Vous êtes bien sur la messagerie de…
S’il y a bien une chose qu’on n’a pas dite de moi depuis mes 8 ans, c’est que je sois introvertie.
On m’a jugée à l’aise avec la répartie, l’écrit, mais jamais avec l’introversion.
Et pourtant…
Régulièrement, j’atteins ma jauge maximale en termes d’interactions sociales, très régulièrement… trop, diront certains.
Mais j’ai réalisé récemment que l’introversion, c’est juste une question de plafond d’énergie : je ne disparais pas, je ferme provisoirement la porte.
Je coupe le son.
Et je remets le son.
Aujourd’hui, je sais que ce n’est pas un trait de personnalité, c’est un mécanisme de survie.

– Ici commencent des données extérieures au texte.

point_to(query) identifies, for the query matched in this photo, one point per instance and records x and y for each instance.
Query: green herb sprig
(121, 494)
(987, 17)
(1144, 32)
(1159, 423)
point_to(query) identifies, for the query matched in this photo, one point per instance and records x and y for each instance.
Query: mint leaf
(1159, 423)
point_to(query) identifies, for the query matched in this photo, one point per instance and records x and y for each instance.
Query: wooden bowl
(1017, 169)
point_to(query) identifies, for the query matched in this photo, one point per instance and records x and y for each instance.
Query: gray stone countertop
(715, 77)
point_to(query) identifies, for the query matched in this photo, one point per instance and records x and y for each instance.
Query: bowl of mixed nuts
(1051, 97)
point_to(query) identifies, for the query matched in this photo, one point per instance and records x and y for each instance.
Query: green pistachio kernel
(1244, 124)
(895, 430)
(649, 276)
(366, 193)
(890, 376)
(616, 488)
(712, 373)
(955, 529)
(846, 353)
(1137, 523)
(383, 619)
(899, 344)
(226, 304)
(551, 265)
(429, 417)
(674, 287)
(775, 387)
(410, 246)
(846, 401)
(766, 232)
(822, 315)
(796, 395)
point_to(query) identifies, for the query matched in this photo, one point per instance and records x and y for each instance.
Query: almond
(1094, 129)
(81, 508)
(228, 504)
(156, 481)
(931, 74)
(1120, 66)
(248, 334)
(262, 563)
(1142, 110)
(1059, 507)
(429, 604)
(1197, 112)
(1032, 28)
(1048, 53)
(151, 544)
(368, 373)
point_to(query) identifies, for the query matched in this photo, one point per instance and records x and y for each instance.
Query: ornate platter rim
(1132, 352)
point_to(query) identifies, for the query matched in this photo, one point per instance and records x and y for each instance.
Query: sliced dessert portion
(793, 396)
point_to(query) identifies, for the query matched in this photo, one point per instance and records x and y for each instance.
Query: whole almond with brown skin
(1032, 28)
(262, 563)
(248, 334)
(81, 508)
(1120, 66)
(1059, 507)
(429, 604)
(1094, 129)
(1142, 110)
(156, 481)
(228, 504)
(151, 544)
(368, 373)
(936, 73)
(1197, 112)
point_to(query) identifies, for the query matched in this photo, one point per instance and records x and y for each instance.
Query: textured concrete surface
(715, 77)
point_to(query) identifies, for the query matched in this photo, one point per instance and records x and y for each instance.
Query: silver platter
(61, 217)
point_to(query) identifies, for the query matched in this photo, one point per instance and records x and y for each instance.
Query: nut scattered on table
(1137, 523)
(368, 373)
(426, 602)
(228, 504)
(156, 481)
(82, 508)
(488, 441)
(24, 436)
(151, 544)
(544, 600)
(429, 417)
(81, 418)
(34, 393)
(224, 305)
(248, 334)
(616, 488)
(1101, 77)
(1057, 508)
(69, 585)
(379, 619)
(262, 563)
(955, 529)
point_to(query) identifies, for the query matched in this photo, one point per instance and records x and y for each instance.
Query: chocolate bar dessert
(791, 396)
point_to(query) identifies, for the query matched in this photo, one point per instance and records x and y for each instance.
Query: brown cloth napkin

Je ne suis pas distante, je suis juste en train de faire des additions.
Le manque d’argent fatigue les nerfs et rend économe en paroles (même quand elles n’ont rien à voir).
Parfois, je vois le nom s’afficher sur l’écran, je mets en silencieux et je pose le téléphone loin de moi.
Et je fais ça même avec les personnes les plus proches.
C’est juste que je n’ai plus de place.
Un appel, c’est un « alors, quoi de neuf ? » et cette question me donne le vertige.
Parce qu’il n’y a pas grand-chose de neuf, justement.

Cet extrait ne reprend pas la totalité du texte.